Hagan lived in the Pinkston Freedom Settlement, an African American settlement founded by her great-grandfather. It was near the town of Ferdinand, where Dr. Wollenmann — who was also a pharmacist and physician — needed help with his businesses and kids after his wife died giving birth.

That Dr. Wollenmann appointed Hagan assistant postmistress was controversial in Ferdinand, a town settled in southern Dubois County in 1840 by mostly German-speaking people from central Europe. The town’s people wondered why Hagan, a young Black girl, was chosen over scores of white girls who also applied.

“There was a lot of animosity, and hatred in some cases,” said Glenda Steele, who spent about six years researching Hagan’s life and accomplishments, “that a white girl wasn’t chosen.”

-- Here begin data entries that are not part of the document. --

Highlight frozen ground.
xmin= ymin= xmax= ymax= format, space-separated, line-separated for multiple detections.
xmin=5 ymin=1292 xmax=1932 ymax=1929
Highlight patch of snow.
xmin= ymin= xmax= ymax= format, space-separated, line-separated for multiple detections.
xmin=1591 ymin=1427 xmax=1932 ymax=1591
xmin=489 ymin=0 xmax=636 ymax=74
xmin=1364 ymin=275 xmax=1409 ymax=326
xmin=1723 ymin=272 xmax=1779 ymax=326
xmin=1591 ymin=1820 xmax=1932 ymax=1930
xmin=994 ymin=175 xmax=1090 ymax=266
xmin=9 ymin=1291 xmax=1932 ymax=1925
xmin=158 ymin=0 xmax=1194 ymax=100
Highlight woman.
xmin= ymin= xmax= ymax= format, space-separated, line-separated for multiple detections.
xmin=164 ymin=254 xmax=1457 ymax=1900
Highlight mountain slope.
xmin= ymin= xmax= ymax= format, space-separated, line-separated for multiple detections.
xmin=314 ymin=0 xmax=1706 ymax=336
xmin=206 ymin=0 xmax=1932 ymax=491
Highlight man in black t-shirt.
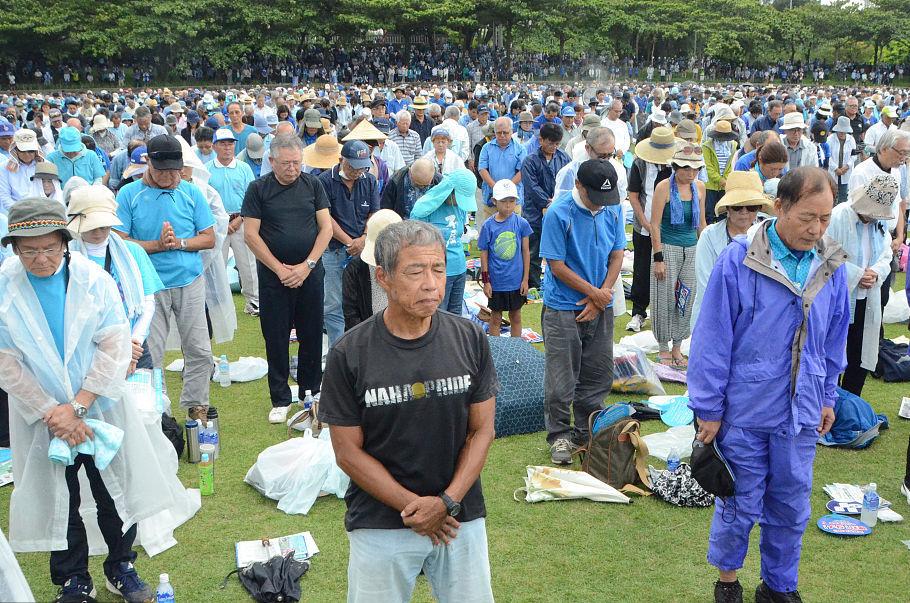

A 1904 article in the Jasper Herald read: “Our postmaster in Ferdinand has taken Miss Ida Hagan (colored) as his deputy. The citizens of Ferdinand do not appreciate it much.” The story goes into a poem that includes the N-word.

But Hagan persevered. Aside from helping Dr. Wollenmann in the post office, she also helped him take care of his kids. Hagan stayed with Dr. Wollenmann Monday through Friday and then went back to the settlement on the weekends. She took the time to learn German and converted to Catholicism, which led some in Ferdinand to at least respect her more.

Hagan also helped Dr. Wollenmann in his pharmacy, and she received her license in January 1909, almost five months before her 21st birthday, significant because it was standard that one needed to be at least 21 years old to be licensed. Along with her accomplishment as postmistress, Hagan was also Indiana’s first documented African American female pharmacist. She studied pharmacy at the Winona Technical Institute of Indiana, now Butler University.

Steele said there’s a theory that Dr. Wollenmann chose Hagan as his assistant in large part because she wasn’t a Democrat like most of the people in Ferdinand. Steele said she would “put a lot of stock” into that idea. Dr. Wollenmann was a Republican, and so were the Hagans. Dr. Wollenmann vowed against having a Democrat as his assistant as long as he was there.

No matter the reason, Hagan was good at her job. When Dr. Wollenmann died in 1912 at the age of 48, eight years after she became his assistant, Hagan was appointed to be Ferdinand’s next postmistress.

Hagan didn’t stay in that role for long — only about three months — before marrying Alfred Roberts, a typesetter for the Recorder, and moving to Indianapolis. But Hagan’s legacy had been long established by then. She was a bright, kind and helpful person who endured through racist rhetoric from her own town’s people to serve as their postmistress and a pharmacist. And she was a trailblazer all the while.

Hagan remarried in 1926 and moved north to Gary. She later moved to Detroit, where she found a calling for union activism. Hagan died in Detroit on Feb. 3, 1978.

“It’s unreal,” Steele said of Hagan’s life. “… She had a lot of challenges in life, but as we go forth with this, you’ll see that she was always determined. I think she did it in the right way because she handled herself properly.”